Bapir Kalkani, 56, farms near the picturesque lake but has seen marked changes over the past three years as Iraq suffers prolonged drought. "There was water where I'm standing now" in 2019, he says. "It used to go three kilometres further, but the level has retreated."
The large artificial lake was created in the 1950s following construction of the Dukan dam, to supply irrigation and drinking water for the region, as well as to generate electricity.
Farmers in the area used to dig shallow wells fed by the Dukan so they could irrigate their crops. Not any more. "The wells have lost 70 per cent of their water," Mr Kalkani says.
Drought is not the only source of the farmers' water problems. Iran has built several dams on the Lower Zab, notably the Kolsa barrage.
"The Kolsa dam has caused at least an 80 per cent drop in the water levels" of the Lower Zab, says Banafsheh Keynoush of the Washington-based Middle East Institute. She says Iran is going through one of the worst droughts in its history and has had to revise its irrigation policy. "Iran is on a dam-building spree, and many of its dams are small," she says.
The Dukan dam in Iraq has also been badly affected by the reduced river flow, says its director Kochar Jamal Tawfeeq. "Now we have only 41 per cent, below half of the capacity" of the dam, he says.
It supplies drinking water for 'about three million people in Sulaymaniyah and Kirkuk', two major cities downstream, he says. But at only 300 mm of rainfall last year - half the previous annual average - the skies have not been generous. And Mr Tawfeeq says 2022 is on track to mirror last year's figures.
"We are releasing 90 cubic metres per second," the director says. "When the reservoir is full, we release 200 to 250."
Tawfeeq says farmers are being told "not to grow crops that need too much water".

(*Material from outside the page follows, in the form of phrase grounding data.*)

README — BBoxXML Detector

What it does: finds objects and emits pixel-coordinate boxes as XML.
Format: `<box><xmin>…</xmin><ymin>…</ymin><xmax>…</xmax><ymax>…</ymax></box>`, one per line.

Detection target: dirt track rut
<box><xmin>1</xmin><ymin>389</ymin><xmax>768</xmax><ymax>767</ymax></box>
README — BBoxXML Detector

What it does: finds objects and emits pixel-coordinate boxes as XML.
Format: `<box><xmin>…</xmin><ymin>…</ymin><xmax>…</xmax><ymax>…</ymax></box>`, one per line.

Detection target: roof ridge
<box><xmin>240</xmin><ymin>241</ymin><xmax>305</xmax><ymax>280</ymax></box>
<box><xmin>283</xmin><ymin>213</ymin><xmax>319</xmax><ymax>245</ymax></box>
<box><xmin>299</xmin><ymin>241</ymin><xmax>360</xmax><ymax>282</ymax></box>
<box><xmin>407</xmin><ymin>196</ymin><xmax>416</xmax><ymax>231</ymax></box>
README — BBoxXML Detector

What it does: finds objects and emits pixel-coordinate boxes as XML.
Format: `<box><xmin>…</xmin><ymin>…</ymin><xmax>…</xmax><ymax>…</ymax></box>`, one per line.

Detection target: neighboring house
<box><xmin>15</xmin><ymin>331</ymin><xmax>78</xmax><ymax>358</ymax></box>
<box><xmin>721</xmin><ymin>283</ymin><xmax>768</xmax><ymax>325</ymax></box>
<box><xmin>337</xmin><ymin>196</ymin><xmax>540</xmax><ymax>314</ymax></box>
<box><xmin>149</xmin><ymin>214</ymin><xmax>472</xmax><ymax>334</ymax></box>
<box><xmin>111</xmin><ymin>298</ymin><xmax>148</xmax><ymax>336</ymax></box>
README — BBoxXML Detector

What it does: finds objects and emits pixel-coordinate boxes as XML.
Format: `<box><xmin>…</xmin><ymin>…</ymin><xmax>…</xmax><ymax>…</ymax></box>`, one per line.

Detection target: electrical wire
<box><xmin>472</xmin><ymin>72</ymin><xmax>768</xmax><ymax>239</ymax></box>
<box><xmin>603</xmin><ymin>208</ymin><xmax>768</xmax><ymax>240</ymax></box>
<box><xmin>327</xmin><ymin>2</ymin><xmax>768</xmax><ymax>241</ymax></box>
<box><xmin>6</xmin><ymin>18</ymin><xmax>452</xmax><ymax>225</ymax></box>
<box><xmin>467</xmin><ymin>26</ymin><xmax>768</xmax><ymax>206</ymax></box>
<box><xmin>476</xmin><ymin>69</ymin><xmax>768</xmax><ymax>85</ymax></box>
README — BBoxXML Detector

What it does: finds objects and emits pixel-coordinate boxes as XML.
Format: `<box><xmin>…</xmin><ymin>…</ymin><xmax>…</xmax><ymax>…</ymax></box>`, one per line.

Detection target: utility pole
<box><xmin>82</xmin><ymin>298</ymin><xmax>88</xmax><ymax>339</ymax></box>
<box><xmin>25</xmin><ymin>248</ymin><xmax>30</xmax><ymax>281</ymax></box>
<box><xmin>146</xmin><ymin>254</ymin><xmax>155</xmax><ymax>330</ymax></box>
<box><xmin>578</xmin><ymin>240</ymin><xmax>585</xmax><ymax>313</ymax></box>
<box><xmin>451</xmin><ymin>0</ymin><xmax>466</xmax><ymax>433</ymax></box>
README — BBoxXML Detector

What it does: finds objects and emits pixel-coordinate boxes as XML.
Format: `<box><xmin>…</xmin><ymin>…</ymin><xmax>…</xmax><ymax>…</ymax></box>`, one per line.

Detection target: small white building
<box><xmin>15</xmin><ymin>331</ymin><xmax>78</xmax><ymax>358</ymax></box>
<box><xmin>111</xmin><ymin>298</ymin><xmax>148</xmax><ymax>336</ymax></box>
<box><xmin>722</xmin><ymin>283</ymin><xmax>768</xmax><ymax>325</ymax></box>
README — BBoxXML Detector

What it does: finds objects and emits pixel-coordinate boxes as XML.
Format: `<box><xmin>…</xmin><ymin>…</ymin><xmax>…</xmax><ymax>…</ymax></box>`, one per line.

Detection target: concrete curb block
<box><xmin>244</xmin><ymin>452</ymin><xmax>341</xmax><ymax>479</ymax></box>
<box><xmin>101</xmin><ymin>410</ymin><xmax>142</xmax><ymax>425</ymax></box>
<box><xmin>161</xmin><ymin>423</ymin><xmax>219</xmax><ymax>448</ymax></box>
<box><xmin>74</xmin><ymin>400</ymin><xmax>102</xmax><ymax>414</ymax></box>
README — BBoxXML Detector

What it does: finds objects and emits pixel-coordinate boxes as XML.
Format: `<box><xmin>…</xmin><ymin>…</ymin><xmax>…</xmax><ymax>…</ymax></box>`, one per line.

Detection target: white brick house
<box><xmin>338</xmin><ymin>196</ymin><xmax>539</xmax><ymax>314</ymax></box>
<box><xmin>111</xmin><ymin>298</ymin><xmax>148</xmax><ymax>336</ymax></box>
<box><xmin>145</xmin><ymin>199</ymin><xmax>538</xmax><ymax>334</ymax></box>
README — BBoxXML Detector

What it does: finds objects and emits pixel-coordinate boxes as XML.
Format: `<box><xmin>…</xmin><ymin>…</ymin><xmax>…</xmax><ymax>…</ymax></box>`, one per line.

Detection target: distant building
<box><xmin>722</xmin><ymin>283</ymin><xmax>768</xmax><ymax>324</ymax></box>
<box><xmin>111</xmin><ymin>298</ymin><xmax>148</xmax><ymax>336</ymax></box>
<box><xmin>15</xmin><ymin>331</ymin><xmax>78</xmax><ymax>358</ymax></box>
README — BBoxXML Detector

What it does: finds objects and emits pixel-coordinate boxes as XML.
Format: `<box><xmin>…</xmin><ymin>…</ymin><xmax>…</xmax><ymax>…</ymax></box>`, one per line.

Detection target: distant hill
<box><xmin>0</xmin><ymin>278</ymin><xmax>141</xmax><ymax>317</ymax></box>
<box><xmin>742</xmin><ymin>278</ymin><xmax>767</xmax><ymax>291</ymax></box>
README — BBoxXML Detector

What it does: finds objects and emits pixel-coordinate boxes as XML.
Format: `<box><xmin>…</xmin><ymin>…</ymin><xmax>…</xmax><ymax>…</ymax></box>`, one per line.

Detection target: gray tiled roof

He says Baghdad sent teams to Iran to discuss the reduced flow of the Lower Zab river, but "there's no co-operation from the Iranians". Iran contends its river flow contribution into the Tigris and Euphrates basin is only about 6 per cent, according to Ms Keynoush.
"What Iran is trying to say is: 'The Euphrates and Tigris problems you have are really between you and Turkey'," where the two main rivers have their sources, she says. But Iraq itself is not above criticism, says Azzam Alwash, founder of the Nature Iraq non-government organisation and presidential adviser.
The Iraqi Kurdistan government in the north plans to construct new dams but the projects lack any co-ordination with Baghdad, Mr Alwash says. Downstream, in central and south Iraq, the situation is being exasperated by a lack of modernisation of water resources and could result in disaster, he warns.